"Aku ingin berdua denganmu, diantara daun gugur."
Lee Jeno terlahir spesial. Sepanjang hidupnya ia selalu merutuki nasib buruk yang menimpanya. Kemampuan yang merupakan keistimewaan, sekaligus kesialan untuknya.
Lee Jeno bisa melihat hal-hal yang seharusnya tidak terlihat. Ia bisa melihat dan merasakan makhluk-makhluk tak kasat mata yang juga hidup berdampingan dengannya. Setiap hari, 24 jam tanpa henti.
"Diamlah! Kau membuat pikiranku buyar!" Jeno menyentak. Ia mengusak rambutnya frustasi. Sejak tadi, makhluk tak kasat mata ini terus mengganggunya dengan rentetan permintaan yang sangat menyebalkan.
"Ayolah Jeno, aku janji ini permintaan yang terakhir kali, nanti aku beri kunci jawaban untuk ulangan Matematikamu, bagaimana?"
Jeno menghembuskan napas kasar, ia melirik makhluk yang melayang, memandang dirinya dengan tatapan memohon. Matanya bulat, berpendar cantik, walau sudah tidak hidup lagi.
"Tidak perlu. Aku rasa aku sudah terlalu sering mengandalkanmu. Mulai sekarang aku akan fokus belajar untuk diriku sendiri," Jawab Jeno tegas, mengundang desahan kecewa dari makhluk tak kasat mata itu.

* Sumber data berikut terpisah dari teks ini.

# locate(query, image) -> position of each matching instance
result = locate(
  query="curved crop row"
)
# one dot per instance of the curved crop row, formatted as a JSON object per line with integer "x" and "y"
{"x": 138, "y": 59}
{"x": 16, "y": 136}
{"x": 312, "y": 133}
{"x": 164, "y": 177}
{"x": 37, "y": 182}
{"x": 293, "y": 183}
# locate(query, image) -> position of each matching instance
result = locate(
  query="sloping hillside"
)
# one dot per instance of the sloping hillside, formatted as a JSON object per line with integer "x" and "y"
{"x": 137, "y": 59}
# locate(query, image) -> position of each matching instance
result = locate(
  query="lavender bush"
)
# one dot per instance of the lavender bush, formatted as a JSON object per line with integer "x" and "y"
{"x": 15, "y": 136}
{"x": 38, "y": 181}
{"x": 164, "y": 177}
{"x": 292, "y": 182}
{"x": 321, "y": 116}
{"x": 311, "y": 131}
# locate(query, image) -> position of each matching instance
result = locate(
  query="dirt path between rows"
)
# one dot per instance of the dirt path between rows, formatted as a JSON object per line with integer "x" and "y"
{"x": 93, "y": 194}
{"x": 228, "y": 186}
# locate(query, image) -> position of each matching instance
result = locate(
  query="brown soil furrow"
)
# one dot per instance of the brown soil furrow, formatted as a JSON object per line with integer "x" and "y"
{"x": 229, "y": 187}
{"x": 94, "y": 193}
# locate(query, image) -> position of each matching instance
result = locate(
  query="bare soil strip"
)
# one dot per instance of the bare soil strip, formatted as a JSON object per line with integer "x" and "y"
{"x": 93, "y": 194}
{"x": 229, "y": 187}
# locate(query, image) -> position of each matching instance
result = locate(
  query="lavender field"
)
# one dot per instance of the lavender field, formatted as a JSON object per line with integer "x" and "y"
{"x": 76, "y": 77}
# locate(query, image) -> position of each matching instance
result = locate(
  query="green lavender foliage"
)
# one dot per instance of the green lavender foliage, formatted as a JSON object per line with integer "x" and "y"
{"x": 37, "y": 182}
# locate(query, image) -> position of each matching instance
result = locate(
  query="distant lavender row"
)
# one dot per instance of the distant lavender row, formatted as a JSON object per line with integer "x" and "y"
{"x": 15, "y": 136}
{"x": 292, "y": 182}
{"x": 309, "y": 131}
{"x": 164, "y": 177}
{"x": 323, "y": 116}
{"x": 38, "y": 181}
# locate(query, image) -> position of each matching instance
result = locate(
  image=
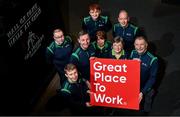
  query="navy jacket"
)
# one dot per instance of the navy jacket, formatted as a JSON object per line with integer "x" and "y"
{"x": 128, "y": 34}
{"x": 149, "y": 67}
{"x": 112, "y": 55}
{"x": 75, "y": 94}
{"x": 102, "y": 52}
{"x": 80, "y": 58}
{"x": 60, "y": 54}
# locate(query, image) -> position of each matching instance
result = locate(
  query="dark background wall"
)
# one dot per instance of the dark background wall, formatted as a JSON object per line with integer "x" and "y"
{"x": 25, "y": 31}
{"x": 23, "y": 77}
{"x": 160, "y": 20}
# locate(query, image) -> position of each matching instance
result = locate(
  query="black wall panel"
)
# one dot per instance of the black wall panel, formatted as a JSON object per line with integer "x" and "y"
{"x": 25, "y": 31}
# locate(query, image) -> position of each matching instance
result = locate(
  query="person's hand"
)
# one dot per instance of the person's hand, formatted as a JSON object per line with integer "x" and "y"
{"x": 140, "y": 96}
{"x": 88, "y": 104}
{"x": 92, "y": 58}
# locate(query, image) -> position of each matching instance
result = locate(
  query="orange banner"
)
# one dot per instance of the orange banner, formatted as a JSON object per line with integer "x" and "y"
{"x": 115, "y": 83}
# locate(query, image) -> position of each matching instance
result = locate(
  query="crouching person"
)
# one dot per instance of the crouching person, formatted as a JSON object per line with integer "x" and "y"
{"x": 74, "y": 91}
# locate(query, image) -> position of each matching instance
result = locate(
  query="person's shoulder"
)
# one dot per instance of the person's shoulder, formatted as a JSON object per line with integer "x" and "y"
{"x": 152, "y": 57}
{"x": 52, "y": 45}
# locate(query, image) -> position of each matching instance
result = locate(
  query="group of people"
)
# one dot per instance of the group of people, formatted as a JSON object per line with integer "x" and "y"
{"x": 73, "y": 64}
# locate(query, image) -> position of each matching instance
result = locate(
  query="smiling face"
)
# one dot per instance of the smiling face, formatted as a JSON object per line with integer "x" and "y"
{"x": 123, "y": 18}
{"x": 94, "y": 14}
{"x": 84, "y": 41}
{"x": 58, "y": 36}
{"x": 140, "y": 45}
{"x": 72, "y": 75}
{"x": 117, "y": 47}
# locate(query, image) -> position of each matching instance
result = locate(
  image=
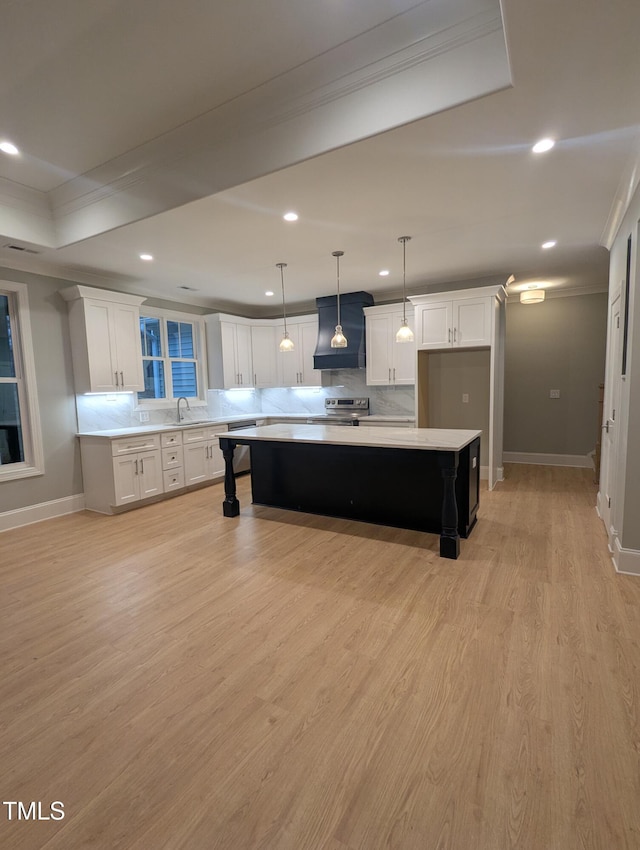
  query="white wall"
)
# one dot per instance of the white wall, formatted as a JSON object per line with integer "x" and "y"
{"x": 624, "y": 530}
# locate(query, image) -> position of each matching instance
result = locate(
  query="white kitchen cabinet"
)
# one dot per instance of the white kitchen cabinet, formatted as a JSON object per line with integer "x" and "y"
{"x": 237, "y": 363}
{"x": 447, "y": 375}
{"x": 295, "y": 368}
{"x": 203, "y": 459}
{"x": 389, "y": 362}
{"x": 244, "y": 353}
{"x": 264, "y": 351}
{"x": 458, "y": 322}
{"x": 119, "y": 472}
{"x": 137, "y": 477}
{"x": 172, "y": 461}
{"x": 104, "y": 329}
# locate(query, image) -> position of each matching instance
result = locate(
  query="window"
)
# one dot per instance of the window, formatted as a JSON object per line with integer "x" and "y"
{"x": 172, "y": 362}
{"x": 20, "y": 440}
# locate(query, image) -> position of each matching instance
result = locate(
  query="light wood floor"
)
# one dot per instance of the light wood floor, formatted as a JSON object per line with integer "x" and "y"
{"x": 181, "y": 681}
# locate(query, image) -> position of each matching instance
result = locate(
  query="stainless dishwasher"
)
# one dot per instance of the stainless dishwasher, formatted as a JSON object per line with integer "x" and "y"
{"x": 242, "y": 454}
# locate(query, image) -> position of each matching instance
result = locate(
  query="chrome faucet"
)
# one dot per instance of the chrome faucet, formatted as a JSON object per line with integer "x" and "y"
{"x": 180, "y": 417}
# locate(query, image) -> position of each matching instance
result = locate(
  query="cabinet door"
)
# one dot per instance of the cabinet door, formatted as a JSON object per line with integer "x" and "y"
{"x": 101, "y": 347}
{"x": 264, "y": 348}
{"x": 378, "y": 334}
{"x": 125, "y": 479}
{"x": 472, "y": 322}
{"x": 126, "y": 333}
{"x": 434, "y": 325}
{"x": 215, "y": 460}
{"x": 307, "y": 341}
{"x": 150, "y": 474}
{"x": 195, "y": 463}
{"x": 243, "y": 355}
{"x": 230, "y": 373}
{"x": 404, "y": 353}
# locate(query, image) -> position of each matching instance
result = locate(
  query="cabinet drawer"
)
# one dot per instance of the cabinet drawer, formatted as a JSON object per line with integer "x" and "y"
{"x": 172, "y": 458}
{"x": 194, "y": 435}
{"x": 173, "y": 479}
{"x": 134, "y": 444}
{"x": 170, "y": 438}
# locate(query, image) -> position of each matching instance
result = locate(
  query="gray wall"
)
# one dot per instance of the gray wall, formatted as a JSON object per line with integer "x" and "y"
{"x": 62, "y": 476}
{"x": 559, "y": 344}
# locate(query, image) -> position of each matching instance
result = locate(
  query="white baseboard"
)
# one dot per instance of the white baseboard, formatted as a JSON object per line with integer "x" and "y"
{"x": 626, "y": 561}
{"x": 584, "y": 461}
{"x": 45, "y": 510}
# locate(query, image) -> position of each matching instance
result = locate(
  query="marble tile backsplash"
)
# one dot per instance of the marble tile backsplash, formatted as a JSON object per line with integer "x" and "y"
{"x": 102, "y": 412}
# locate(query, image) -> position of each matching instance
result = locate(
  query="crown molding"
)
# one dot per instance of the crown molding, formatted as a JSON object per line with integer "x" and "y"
{"x": 624, "y": 194}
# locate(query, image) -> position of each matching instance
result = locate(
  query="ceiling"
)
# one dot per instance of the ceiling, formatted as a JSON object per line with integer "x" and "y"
{"x": 189, "y": 135}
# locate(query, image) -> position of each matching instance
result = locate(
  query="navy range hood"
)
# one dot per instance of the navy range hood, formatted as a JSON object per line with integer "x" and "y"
{"x": 352, "y": 320}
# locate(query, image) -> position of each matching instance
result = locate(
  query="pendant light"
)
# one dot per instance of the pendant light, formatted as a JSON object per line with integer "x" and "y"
{"x": 338, "y": 340}
{"x": 533, "y": 294}
{"x": 404, "y": 334}
{"x": 286, "y": 343}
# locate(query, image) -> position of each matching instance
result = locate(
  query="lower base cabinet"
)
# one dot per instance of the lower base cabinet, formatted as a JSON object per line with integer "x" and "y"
{"x": 137, "y": 477}
{"x": 120, "y": 472}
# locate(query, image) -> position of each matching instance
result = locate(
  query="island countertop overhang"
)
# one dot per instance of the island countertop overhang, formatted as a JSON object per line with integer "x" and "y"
{"x": 427, "y": 439}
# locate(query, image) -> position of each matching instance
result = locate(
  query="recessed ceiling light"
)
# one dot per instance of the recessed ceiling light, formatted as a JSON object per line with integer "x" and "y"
{"x": 543, "y": 146}
{"x": 9, "y": 147}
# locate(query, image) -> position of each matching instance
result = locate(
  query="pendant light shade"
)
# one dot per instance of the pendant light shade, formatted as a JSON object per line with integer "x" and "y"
{"x": 404, "y": 334}
{"x": 286, "y": 343}
{"x": 338, "y": 340}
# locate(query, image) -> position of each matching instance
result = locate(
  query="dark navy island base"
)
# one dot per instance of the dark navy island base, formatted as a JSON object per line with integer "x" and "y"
{"x": 436, "y": 490}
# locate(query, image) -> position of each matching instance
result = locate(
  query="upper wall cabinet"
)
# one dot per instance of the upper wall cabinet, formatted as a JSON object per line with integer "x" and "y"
{"x": 389, "y": 362}
{"x": 295, "y": 368}
{"x": 105, "y": 340}
{"x": 461, "y": 321}
{"x": 241, "y": 352}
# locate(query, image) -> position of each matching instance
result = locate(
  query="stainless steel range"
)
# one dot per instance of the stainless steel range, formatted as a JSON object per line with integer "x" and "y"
{"x": 342, "y": 411}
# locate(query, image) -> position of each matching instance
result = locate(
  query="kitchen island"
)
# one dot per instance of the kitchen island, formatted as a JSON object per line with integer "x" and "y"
{"x": 419, "y": 478}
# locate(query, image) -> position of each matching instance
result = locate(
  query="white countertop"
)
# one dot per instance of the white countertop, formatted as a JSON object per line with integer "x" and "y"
{"x": 430, "y": 439}
{"x": 131, "y": 431}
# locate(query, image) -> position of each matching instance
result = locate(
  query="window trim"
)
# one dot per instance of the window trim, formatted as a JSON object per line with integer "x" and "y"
{"x": 24, "y": 358}
{"x": 200, "y": 350}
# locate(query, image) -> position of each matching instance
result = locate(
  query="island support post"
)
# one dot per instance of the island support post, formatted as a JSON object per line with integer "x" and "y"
{"x": 231, "y": 505}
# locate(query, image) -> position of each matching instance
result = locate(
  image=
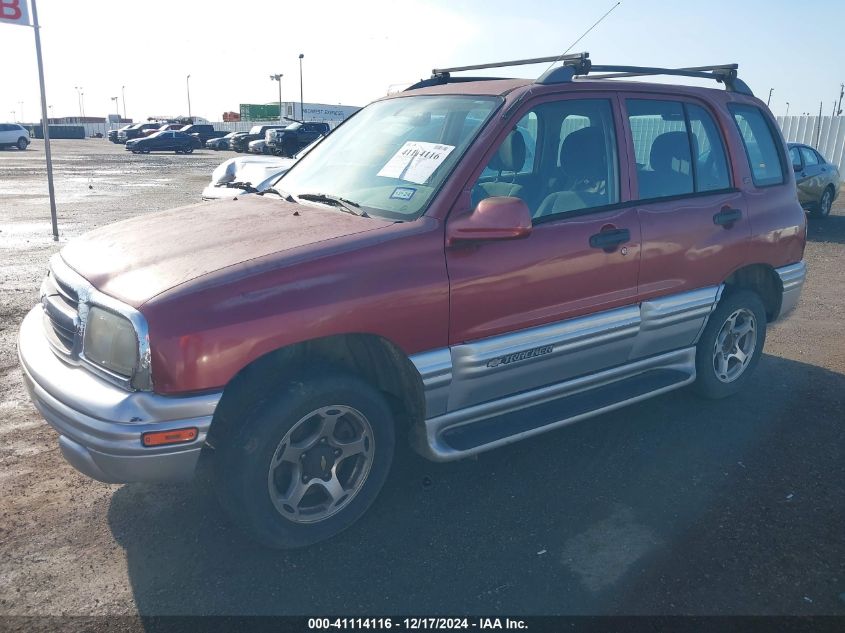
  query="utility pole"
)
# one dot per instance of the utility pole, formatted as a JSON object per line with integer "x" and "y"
{"x": 278, "y": 77}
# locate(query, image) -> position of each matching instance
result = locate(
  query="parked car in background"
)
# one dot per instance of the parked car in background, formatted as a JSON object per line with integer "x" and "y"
{"x": 288, "y": 141}
{"x": 258, "y": 146}
{"x": 240, "y": 142}
{"x": 163, "y": 141}
{"x": 112, "y": 134}
{"x": 14, "y": 135}
{"x": 203, "y": 131}
{"x": 135, "y": 131}
{"x": 219, "y": 143}
{"x": 817, "y": 180}
{"x": 416, "y": 276}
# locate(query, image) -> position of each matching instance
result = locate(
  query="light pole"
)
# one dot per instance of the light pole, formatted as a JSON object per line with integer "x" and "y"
{"x": 79, "y": 100}
{"x": 301, "y": 103}
{"x": 188, "y": 84}
{"x": 278, "y": 78}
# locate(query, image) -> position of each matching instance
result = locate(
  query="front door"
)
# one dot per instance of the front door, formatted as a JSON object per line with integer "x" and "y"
{"x": 561, "y": 302}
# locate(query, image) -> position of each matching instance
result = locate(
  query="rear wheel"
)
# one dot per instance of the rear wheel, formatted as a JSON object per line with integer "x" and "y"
{"x": 822, "y": 210}
{"x": 730, "y": 346}
{"x": 307, "y": 462}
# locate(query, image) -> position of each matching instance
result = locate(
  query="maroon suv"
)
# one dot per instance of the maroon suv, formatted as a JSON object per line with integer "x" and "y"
{"x": 467, "y": 262}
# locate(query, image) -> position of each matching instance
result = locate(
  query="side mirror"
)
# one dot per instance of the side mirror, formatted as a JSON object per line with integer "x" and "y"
{"x": 498, "y": 218}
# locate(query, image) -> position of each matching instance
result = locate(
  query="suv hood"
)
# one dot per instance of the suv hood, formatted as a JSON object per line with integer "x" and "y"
{"x": 137, "y": 259}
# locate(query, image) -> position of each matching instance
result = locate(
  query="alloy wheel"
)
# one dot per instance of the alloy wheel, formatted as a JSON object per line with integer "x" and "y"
{"x": 321, "y": 463}
{"x": 735, "y": 345}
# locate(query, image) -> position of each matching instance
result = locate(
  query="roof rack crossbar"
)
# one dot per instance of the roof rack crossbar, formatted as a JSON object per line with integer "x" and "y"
{"x": 438, "y": 72}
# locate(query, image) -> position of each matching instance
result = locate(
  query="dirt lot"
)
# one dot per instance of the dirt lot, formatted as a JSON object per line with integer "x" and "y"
{"x": 672, "y": 506}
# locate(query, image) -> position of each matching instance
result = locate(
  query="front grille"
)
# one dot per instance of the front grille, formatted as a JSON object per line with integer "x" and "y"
{"x": 61, "y": 315}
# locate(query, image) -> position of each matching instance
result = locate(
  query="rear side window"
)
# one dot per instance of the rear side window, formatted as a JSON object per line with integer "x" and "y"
{"x": 661, "y": 148}
{"x": 760, "y": 146}
{"x": 709, "y": 160}
{"x": 809, "y": 156}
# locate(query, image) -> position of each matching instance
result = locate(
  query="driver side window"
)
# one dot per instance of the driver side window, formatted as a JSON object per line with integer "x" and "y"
{"x": 559, "y": 157}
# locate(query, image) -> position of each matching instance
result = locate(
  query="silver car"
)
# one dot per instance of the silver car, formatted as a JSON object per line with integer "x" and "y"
{"x": 818, "y": 180}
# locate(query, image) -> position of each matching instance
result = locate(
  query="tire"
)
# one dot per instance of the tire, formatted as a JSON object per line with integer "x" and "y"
{"x": 724, "y": 371}
{"x": 822, "y": 209}
{"x": 252, "y": 490}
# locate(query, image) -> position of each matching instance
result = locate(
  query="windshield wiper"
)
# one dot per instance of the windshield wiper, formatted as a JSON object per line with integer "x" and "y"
{"x": 282, "y": 194}
{"x": 341, "y": 203}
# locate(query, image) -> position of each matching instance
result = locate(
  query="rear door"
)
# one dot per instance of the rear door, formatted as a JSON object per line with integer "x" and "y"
{"x": 695, "y": 228}
{"x": 561, "y": 302}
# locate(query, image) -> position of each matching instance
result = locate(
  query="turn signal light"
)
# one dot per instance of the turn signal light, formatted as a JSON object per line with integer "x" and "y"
{"x": 177, "y": 436}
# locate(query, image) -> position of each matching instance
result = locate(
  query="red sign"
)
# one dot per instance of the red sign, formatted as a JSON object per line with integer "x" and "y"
{"x": 14, "y": 12}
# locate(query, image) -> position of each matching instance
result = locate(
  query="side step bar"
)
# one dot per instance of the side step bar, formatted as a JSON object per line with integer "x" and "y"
{"x": 489, "y": 425}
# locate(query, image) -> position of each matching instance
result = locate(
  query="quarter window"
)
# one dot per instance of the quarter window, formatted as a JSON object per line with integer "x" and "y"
{"x": 809, "y": 156}
{"x": 795, "y": 157}
{"x": 661, "y": 148}
{"x": 764, "y": 159}
{"x": 709, "y": 160}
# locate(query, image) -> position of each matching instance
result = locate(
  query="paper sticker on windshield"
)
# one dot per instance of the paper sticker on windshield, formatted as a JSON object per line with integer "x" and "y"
{"x": 403, "y": 193}
{"x": 416, "y": 161}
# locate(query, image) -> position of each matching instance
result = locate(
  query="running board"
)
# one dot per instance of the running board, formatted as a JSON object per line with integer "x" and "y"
{"x": 489, "y": 425}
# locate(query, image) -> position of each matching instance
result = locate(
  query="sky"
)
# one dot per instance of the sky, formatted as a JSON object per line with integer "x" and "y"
{"x": 354, "y": 51}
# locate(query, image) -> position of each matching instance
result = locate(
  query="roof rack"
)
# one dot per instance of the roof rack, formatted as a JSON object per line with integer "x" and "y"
{"x": 579, "y": 64}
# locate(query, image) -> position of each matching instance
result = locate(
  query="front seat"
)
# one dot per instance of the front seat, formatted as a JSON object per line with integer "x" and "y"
{"x": 509, "y": 158}
{"x": 669, "y": 156}
{"x": 583, "y": 173}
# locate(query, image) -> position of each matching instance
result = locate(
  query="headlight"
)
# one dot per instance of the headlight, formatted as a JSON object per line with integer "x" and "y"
{"x": 110, "y": 342}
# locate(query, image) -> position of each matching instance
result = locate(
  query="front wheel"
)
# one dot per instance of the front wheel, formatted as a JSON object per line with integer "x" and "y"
{"x": 307, "y": 462}
{"x": 824, "y": 205}
{"x": 731, "y": 344}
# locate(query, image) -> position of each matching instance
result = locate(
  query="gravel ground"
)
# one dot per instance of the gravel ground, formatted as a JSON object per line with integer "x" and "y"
{"x": 671, "y": 506}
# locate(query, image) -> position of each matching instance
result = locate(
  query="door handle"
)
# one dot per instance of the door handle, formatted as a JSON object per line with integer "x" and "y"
{"x": 727, "y": 216}
{"x": 610, "y": 239}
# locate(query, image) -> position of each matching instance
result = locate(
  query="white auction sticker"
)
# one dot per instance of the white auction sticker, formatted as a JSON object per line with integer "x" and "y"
{"x": 416, "y": 161}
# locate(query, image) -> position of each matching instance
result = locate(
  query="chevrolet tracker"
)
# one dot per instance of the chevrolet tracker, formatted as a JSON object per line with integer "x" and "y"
{"x": 466, "y": 263}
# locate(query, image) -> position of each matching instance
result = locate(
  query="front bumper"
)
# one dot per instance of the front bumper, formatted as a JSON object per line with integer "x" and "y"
{"x": 100, "y": 424}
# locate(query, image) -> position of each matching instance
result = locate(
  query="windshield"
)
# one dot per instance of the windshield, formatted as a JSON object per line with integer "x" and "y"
{"x": 392, "y": 156}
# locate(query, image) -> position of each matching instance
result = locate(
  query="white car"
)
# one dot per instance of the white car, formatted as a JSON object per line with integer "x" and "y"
{"x": 14, "y": 135}
{"x": 244, "y": 175}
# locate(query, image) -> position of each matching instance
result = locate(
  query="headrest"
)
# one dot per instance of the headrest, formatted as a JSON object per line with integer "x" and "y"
{"x": 511, "y": 154}
{"x": 583, "y": 155}
{"x": 667, "y": 147}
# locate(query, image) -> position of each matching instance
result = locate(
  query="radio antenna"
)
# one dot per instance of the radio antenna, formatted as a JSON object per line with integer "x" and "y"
{"x": 583, "y": 35}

"Come on, Jen. Kamu ingin segera lulus dengan nilai terbaik bukan? Aku sangat mengerti dengan kemampuan otakmu yang pas-pasan itu, Jen. Ayolah, izinkan aku membantumu lalu kau akan meminjamkan ragamu sebentar untuk membeli gulali, bagaimana?"
Makhluk itu tak menyerah. Masih berusaha membujuk Jeno yang terlihat pura-pura fokus mengerjakan soal matematika dihadapannya.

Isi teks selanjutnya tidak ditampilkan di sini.